When a person claims that something became "ordered by accident" or "ordered by chance" they are really refering to background level of residual order that (given enough time) got the ordering job done. Poincares Recurrence is the result of just such residual constraint(order). Were those recurrent gas molecules ordered by chance? Of course not. Were they ordered by the residual constraint imposed by the second box? Yes indeed.

William Brookfield said...

Dobson,

"..Most of your mathematical pronouncements that I have taken the time to validate are just plain wrong. I can tell that unlike Mr Chu-Carrol, you do not have any background in mathematics, and as a result you make a large number of basic mathematical mistakes."

It would be really handy if you (or anyone) would point out where (and what) these alleged mistakes are so that I can correct them.

My curvature tensor figures for an infinite mass black hole were checked prior to publication (with the head of a relativity department at a major secular university)

William Brookfield said...

I suppose I could address some more of this...

Mark Chu.

If you look at Brookfield's argument in detail, in fact, he's making a type error. He's arguing that because the "alphabet" isn't the set of natural numbers (or perhaps integers) that the string can't be pure chance.

Huh?

If we were talking about all possible strings of natural numbers, and then we restricted the outcome to random strings of 1 through 26, then we wouldn't be looking at pure chance - because we would have altered the probability distribution from a uniform distribution over the integers to a uniform distribution over the range 1-26, with a probability of 0 for anything else.



The problem is that randomness (a *uniform* probability distribution) cannot appear undistorted in a *non-uniform* 26 letter pixilated system. The result of this is that people keep mistaking letters (non-uniformity/order) for randomness (uniformity). This is known as a "resolution problem." The simple way to overcome a resolution problem is to increase the resolution - to infinity if possible.

Hermagoras said...

Hi Mr. Brookfield,

Mark Chu-Carroll has responded to this post. (He didn't know it existed until recently.) You might want to read his response.

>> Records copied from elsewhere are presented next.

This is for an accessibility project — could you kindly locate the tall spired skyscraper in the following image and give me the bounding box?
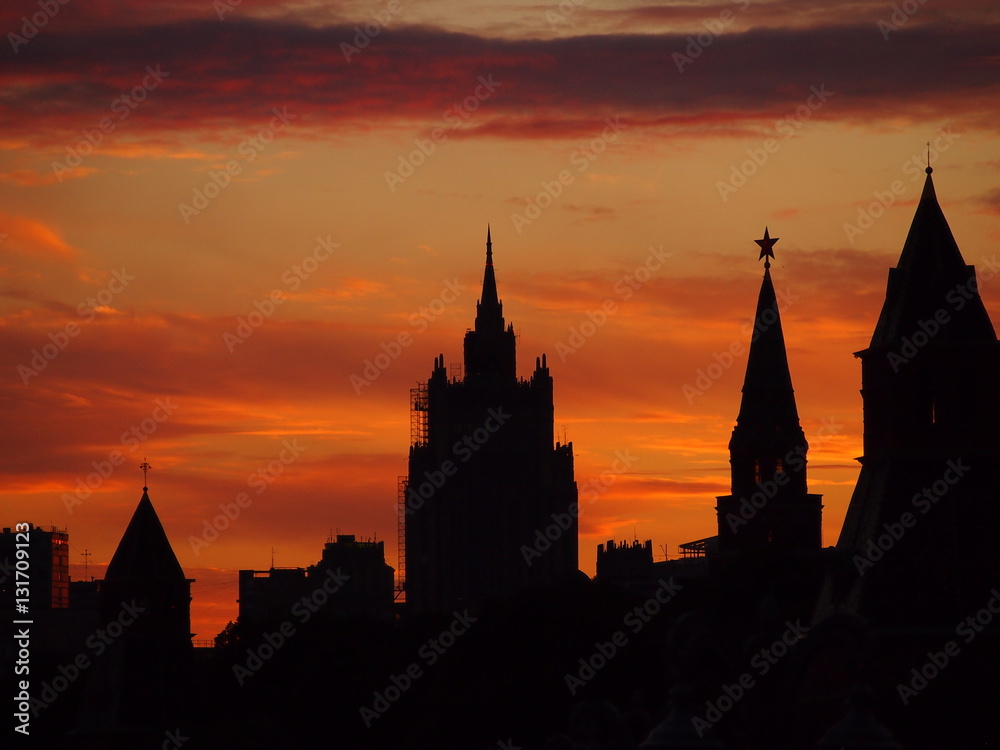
[716,228,823,552]
[401,230,578,611]
[825,172,1000,629]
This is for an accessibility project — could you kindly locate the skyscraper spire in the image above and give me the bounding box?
[465,224,517,380]
[476,224,503,333]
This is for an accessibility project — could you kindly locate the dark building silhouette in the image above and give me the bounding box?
[596,539,654,594]
[0,523,69,611]
[401,230,578,611]
[239,534,394,624]
[72,487,193,748]
[716,229,823,553]
[821,167,1000,629]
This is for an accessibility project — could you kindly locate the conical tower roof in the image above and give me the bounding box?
[104,487,185,581]
[869,167,996,349]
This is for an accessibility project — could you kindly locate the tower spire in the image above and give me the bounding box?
[465,224,517,378]
[717,228,822,552]
[868,169,996,352]
[476,224,503,332]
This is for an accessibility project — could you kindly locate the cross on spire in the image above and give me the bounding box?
[754,227,779,269]
[139,456,153,492]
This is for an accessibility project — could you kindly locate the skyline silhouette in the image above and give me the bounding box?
[0,0,1000,648]
[2,166,1000,750]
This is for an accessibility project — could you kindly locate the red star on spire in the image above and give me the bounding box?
[754,227,779,268]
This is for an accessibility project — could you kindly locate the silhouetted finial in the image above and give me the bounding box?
[139,456,153,492]
[754,227,779,268]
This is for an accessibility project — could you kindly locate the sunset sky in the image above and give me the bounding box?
[0,0,1000,638]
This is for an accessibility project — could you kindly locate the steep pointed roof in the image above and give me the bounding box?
[869,167,996,349]
[476,225,503,332]
[104,487,185,581]
[736,266,799,435]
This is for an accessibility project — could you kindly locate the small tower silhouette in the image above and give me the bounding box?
[716,228,823,552]
[73,468,192,748]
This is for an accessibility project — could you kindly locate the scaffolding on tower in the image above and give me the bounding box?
[410,382,427,445]
[392,477,408,602]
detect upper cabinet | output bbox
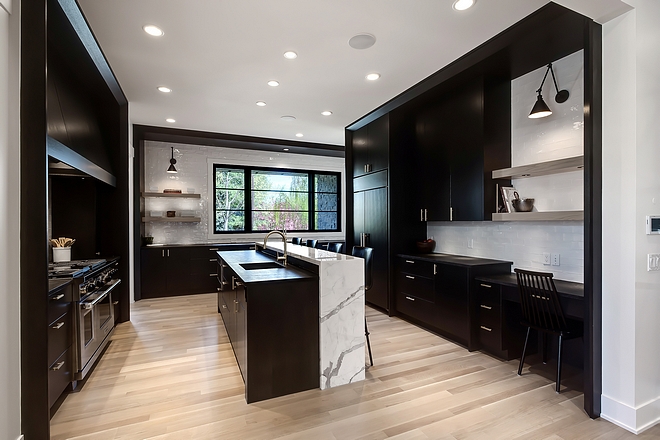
[352,115,389,177]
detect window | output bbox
[213,164,341,234]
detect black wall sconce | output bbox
[528,63,569,119]
[167,147,177,174]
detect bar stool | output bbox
[351,246,374,367]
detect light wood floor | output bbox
[51,294,660,440]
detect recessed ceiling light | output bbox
[348,34,376,49]
[142,24,165,37]
[452,0,475,11]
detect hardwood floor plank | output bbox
[51,294,660,440]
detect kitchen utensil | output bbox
[511,191,534,212]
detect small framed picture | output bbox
[501,186,516,212]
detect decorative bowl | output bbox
[417,240,435,254]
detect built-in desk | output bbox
[473,273,584,366]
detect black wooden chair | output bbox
[328,243,344,254]
[351,246,374,367]
[514,269,582,393]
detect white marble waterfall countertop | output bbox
[257,241,366,390]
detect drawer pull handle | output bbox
[51,361,64,371]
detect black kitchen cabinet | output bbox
[352,115,389,177]
[354,171,390,310]
[140,246,223,298]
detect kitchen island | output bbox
[218,243,365,403]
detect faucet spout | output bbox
[264,230,287,266]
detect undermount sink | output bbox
[240,261,284,270]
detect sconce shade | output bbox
[528,93,552,119]
[167,147,177,174]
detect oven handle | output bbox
[80,280,121,310]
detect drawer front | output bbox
[396,291,438,326]
[48,284,72,323]
[398,273,435,303]
[48,310,73,365]
[48,349,73,407]
[399,258,435,278]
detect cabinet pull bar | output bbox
[51,361,64,371]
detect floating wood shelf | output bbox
[142,217,202,223]
[493,156,584,179]
[142,193,201,199]
[493,211,584,222]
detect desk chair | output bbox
[351,246,374,367]
[514,269,582,393]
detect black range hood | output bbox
[46,136,117,187]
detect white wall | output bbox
[144,141,346,244]
[601,0,660,432]
[0,0,20,439]
[427,50,584,282]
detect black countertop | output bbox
[475,273,584,298]
[48,278,71,295]
[217,250,316,284]
[397,254,513,266]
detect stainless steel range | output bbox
[48,258,121,382]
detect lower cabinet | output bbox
[48,284,73,407]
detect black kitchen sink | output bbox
[241,261,284,270]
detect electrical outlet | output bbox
[552,254,559,266]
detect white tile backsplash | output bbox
[143,141,346,244]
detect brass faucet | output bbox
[264,230,287,266]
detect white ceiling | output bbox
[79,0,629,145]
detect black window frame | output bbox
[211,163,342,235]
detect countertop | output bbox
[475,273,584,298]
[217,250,316,284]
[397,254,513,266]
[48,278,71,295]
[257,241,357,266]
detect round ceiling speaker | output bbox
[348,34,376,49]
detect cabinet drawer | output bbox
[398,273,435,303]
[48,349,73,407]
[48,284,72,323]
[399,258,435,278]
[396,291,438,326]
[48,310,72,365]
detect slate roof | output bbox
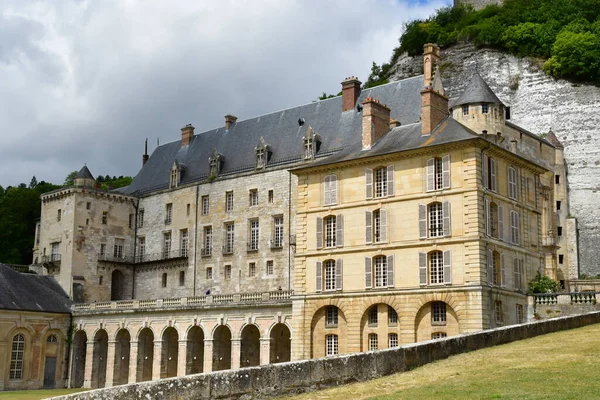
[120,75,423,195]
[452,72,504,107]
[0,263,71,314]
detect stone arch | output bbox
[240,324,260,368]
[91,329,108,389]
[212,325,231,371]
[113,328,131,386]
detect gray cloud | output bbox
[0,0,450,186]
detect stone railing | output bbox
[71,290,293,311]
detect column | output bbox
[177,340,187,376]
[127,342,138,383]
[260,338,271,365]
[104,340,116,387]
[203,339,214,373]
[83,340,94,389]
[231,339,242,369]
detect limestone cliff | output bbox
[390,43,600,275]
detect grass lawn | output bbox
[0,389,86,400]
[281,325,600,400]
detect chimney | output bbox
[362,97,390,150]
[421,43,448,135]
[181,124,195,147]
[342,76,361,112]
[225,114,237,129]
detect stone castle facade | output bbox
[0,45,577,388]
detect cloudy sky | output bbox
[0,0,451,187]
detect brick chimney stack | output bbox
[362,97,390,150]
[342,76,362,112]
[225,114,237,129]
[181,124,195,147]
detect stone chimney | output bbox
[362,97,390,150]
[181,124,195,147]
[342,76,361,112]
[225,114,237,129]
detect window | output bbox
[431,301,446,325]
[369,333,379,351]
[9,333,25,381]
[325,335,338,356]
[225,192,233,212]
[165,203,173,225]
[325,306,338,328]
[388,333,399,349]
[202,195,210,215]
[323,175,337,206]
[250,189,258,207]
[113,239,125,258]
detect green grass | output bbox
[0,389,86,400]
[282,325,600,400]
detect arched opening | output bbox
[415,301,460,342]
[160,327,179,379]
[269,324,292,364]
[136,328,154,382]
[110,269,127,300]
[71,331,87,388]
[213,325,231,371]
[185,326,204,375]
[91,329,108,389]
[240,325,260,368]
[113,329,131,386]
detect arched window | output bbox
[9,333,25,380]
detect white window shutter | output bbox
[315,261,323,292]
[335,258,344,290]
[419,252,427,286]
[335,214,344,247]
[444,250,452,285]
[317,217,323,249]
[387,164,395,196]
[365,257,373,289]
[387,254,395,287]
[442,155,450,189]
[427,158,435,191]
[442,201,452,236]
[419,204,427,239]
[379,208,388,243]
[365,168,373,199]
[365,211,373,244]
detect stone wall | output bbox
[49,312,600,400]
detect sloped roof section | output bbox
[0,264,72,314]
[121,76,423,195]
[452,72,504,107]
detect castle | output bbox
[0,44,577,390]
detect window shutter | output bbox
[335,214,344,247]
[387,164,395,196]
[317,217,323,249]
[419,204,427,239]
[365,257,373,289]
[387,254,395,287]
[365,211,373,244]
[419,252,427,286]
[365,168,373,199]
[442,201,452,236]
[335,258,344,290]
[315,261,323,292]
[442,155,450,189]
[427,158,435,191]
[379,208,388,243]
[444,250,452,284]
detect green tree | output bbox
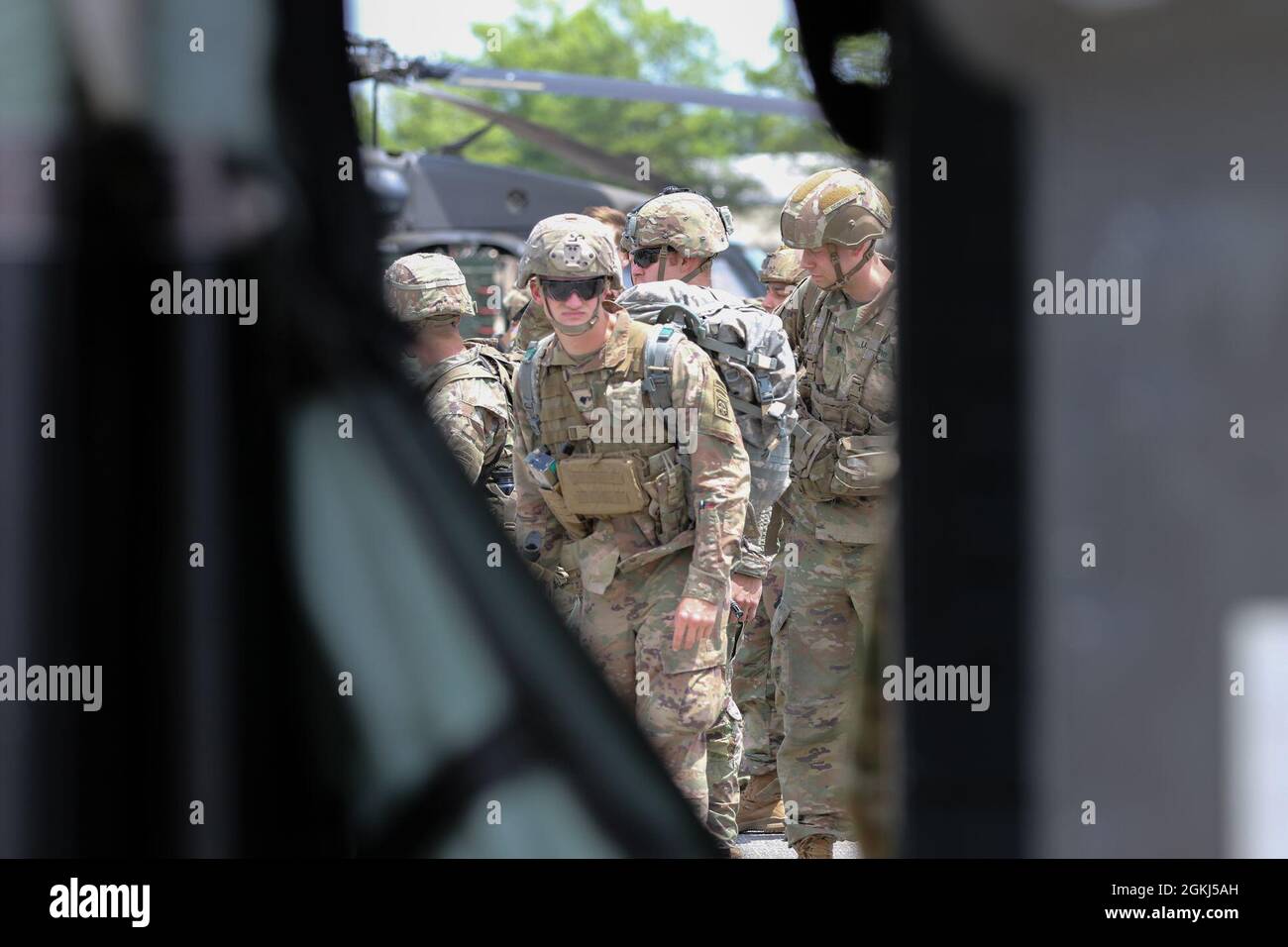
[355,0,846,204]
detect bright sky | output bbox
[345,0,795,91]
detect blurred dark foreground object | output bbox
[0,0,715,857]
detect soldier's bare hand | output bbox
[671,598,718,651]
[730,573,764,621]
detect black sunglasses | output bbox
[631,246,675,269]
[541,275,608,303]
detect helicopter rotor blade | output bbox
[446,65,823,121]
[438,121,496,155]
[403,82,662,188]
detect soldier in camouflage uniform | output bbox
[385,253,514,530]
[617,188,796,844]
[731,246,807,832]
[515,214,750,845]
[760,246,808,318]
[772,168,898,858]
[514,215,582,352]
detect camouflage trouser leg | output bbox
[550,574,581,630]
[707,694,742,841]
[773,527,880,843]
[733,556,783,776]
[577,552,726,823]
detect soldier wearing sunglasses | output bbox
[515,214,750,850]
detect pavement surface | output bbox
[734,832,859,858]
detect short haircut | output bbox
[581,205,626,232]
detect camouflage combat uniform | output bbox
[617,279,796,843]
[772,168,898,850]
[618,191,796,843]
[385,254,514,530]
[407,342,514,531]
[516,215,750,821]
[731,246,806,831]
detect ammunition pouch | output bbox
[559,454,649,518]
[644,450,693,545]
[808,386,880,434]
[537,487,590,540]
[793,416,836,502]
[831,434,899,496]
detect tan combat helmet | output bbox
[780,167,893,288]
[622,191,733,282]
[385,254,476,325]
[516,214,622,335]
[760,246,805,286]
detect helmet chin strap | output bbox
[657,245,715,282]
[550,296,604,335]
[827,240,877,290]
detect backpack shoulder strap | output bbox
[641,323,684,410]
[515,335,554,447]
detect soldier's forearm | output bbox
[733,502,773,579]
[684,475,748,603]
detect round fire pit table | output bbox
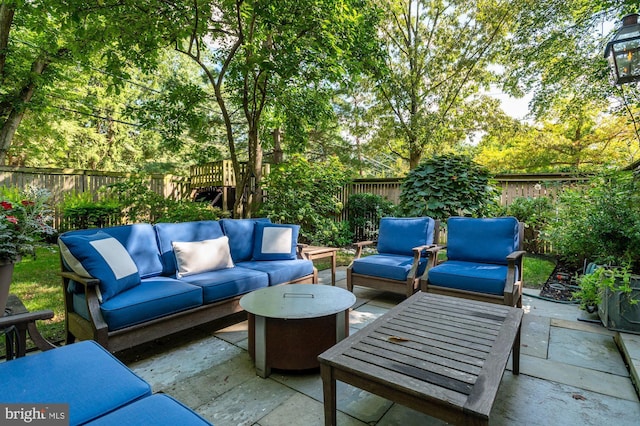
[240,284,356,378]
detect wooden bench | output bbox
[318,292,523,425]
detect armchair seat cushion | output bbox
[181,267,269,303]
[352,254,427,281]
[236,259,313,285]
[428,260,507,296]
[100,277,202,331]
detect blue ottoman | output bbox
[0,341,151,425]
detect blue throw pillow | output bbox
[253,222,300,260]
[219,217,271,262]
[58,232,140,302]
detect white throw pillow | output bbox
[171,237,234,277]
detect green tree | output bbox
[0,0,75,164]
[474,99,640,173]
[75,0,377,215]
[364,0,515,168]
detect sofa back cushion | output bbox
[253,222,300,260]
[220,217,271,262]
[154,220,224,275]
[173,236,233,278]
[58,231,140,302]
[63,223,162,278]
[377,217,435,256]
[447,216,520,265]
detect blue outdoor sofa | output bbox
[58,219,317,352]
[0,341,210,426]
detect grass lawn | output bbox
[5,245,555,356]
[0,245,64,355]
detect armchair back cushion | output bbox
[378,217,435,256]
[154,220,224,276]
[447,217,520,265]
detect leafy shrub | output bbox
[59,192,122,231]
[347,193,395,241]
[400,154,498,220]
[100,176,165,223]
[60,176,229,230]
[259,156,351,246]
[544,172,640,272]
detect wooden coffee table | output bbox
[240,284,356,377]
[319,292,523,425]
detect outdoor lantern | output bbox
[604,13,640,84]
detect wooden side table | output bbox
[0,294,55,361]
[302,246,338,285]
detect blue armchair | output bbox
[347,217,439,297]
[420,217,525,307]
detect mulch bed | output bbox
[540,263,578,302]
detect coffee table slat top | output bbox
[320,293,523,419]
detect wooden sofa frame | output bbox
[60,265,318,353]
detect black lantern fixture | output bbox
[604,13,640,84]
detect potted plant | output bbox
[544,171,640,331]
[0,186,55,316]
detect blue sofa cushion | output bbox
[236,259,313,285]
[253,222,300,260]
[447,217,520,265]
[0,341,151,425]
[220,217,271,262]
[377,217,435,256]
[154,220,224,276]
[88,394,211,426]
[351,254,427,281]
[181,267,269,304]
[100,276,202,331]
[429,260,507,296]
[63,223,162,278]
[58,232,140,302]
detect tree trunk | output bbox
[0,58,49,164]
[273,127,283,164]
[0,2,15,79]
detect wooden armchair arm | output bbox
[60,271,109,347]
[507,250,527,285]
[60,271,100,287]
[353,240,378,260]
[407,244,434,279]
[504,250,527,306]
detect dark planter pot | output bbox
[598,275,640,334]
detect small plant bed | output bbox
[540,262,582,303]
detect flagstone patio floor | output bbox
[118,268,640,426]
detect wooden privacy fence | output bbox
[338,173,589,220]
[0,166,191,233]
[0,165,589,243]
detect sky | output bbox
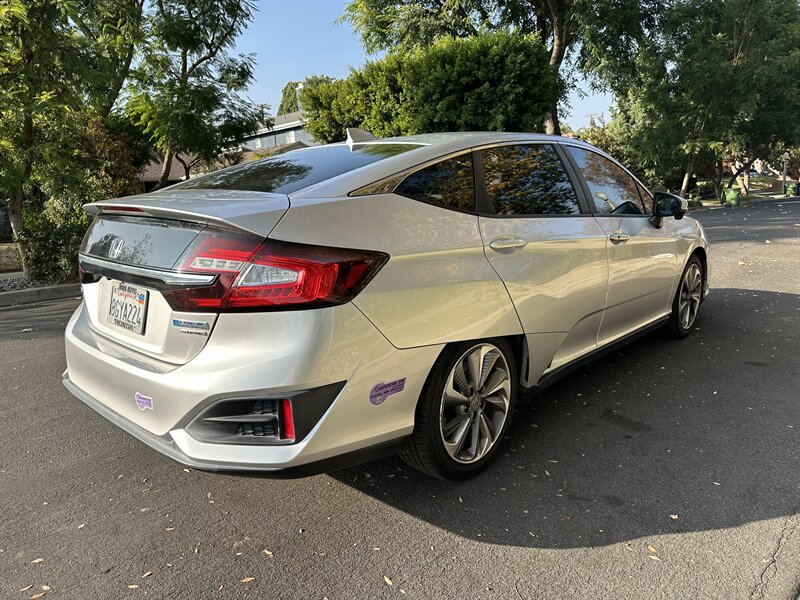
[236,0,612,129]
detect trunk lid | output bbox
[79,190,289,368]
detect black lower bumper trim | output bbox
[63,376,408,478]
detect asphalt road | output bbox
[0,201,800,600]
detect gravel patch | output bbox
[0,277,53,293]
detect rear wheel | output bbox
[666,256,703,338]
[401,340,517,479]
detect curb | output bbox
[0,283,81,308]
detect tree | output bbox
[0,0,141,273]
[302,32,559,143]
[341,0,663,135]
[276,81,300,115]
[276,75,333,115]
[580,0,800,196]
[126,0,265,185]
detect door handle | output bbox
[489,238,528,250]
[608,231,631,244]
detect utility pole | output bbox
[781,152,789,196]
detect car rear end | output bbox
[64,189,431,472]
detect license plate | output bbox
[106,283,149,335]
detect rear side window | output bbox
[170,144,420,194]
[394,153,475,212]
[481,144,581,215]
[566,146,645,215]
[636,183,653,215]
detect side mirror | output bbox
[653,192,689,220]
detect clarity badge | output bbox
[134,392,153,410]
[369,377,406,406]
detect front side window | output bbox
[636,184,653,215]
[394,153,475,212]
[481,144,581,215]
[566,146,645,215]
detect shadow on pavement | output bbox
[332,289,800,548]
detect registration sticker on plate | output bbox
[106,283,149,335]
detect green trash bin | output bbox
[725,188,741,208]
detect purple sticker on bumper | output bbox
[369,377,406,406]
[134,392,153,410]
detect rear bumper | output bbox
[63,373,408,477]
[64,304,440,476]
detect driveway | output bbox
[0,200,800,600]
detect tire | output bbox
[664,255,704,339]
[400,339,518,480]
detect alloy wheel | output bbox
[678,263,703,329]
[439,343,511,464]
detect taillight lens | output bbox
[163,234,389,312]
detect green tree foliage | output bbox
[302,32,559,142]
[126,0,264,185]
[276,81,300,115]
[342,0,664,134]
[580,0,800,194]
[0,0,142,273]
[276,75,333,115]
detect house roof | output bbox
[139,154,190,183]
[248,110,304,138]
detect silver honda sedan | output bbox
[64,130,709,479]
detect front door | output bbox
[479,144,608,376]
[565,146,677,346]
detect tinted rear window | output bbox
[172,144,420,194]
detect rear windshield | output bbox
[172,144,420,194]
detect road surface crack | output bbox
[750,506,800,600]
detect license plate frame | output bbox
[106,281,150,336]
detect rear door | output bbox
[564,145,677,345]
[478,143,608,376]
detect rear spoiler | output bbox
[83,189,289,237]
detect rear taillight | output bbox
[163,234,388,312]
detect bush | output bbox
[23,123,140,283]
[302,31,561,143]
[25,199,90,283]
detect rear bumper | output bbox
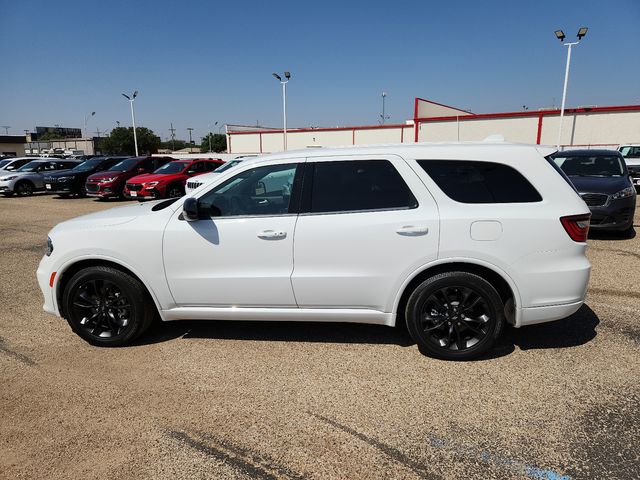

William Brookfield said...

Thanks for the info Hermagoras.

Mark Chu "so, once again, I wonder... Is there any lower limit to the stupidity of what Bill Dembski will endorse? This moron, this scientifically illiterate jackass who piles together heaps of steaming gibberish, and presents them as "scientific research"

I should just mention that I have a philosophy of respect for all others to which I hold (to the very best of my ability). I am grateful to Mark Chu for the content he has provided (concerning Poincare Recurrence) but I consider certain other comments of his to be quite unnecessary. My level of "stupidity" is quite irrellevant. The question I would ask is "am I using whatever intelligence I have to the best of my ability for the good of science and humanity?"

William Brookfield said...

Mark Chu-Carroll claims, that I am claiming that "order isn't order unless Billy says it's order!". I respectfully disagree. I am instead claiming that “’order’ isn't order” unless there is a divergence from the uniform probability distribution (randomness). The fact that I disagree with Mark (wrt randomness) in no way implies disrespect toward Mark or anyone else. For many years I have been concerned about the disrespect that people show towards one another and I have no intention of adding to the problem by being disrespectful.

Anonymous said...

Crank Carroll is a fool who should not be given the time of day.

Funny thing is he is trying to release a new book he authored called Code in the Cloud.

Crank Carroll is no mathematician and no software developer.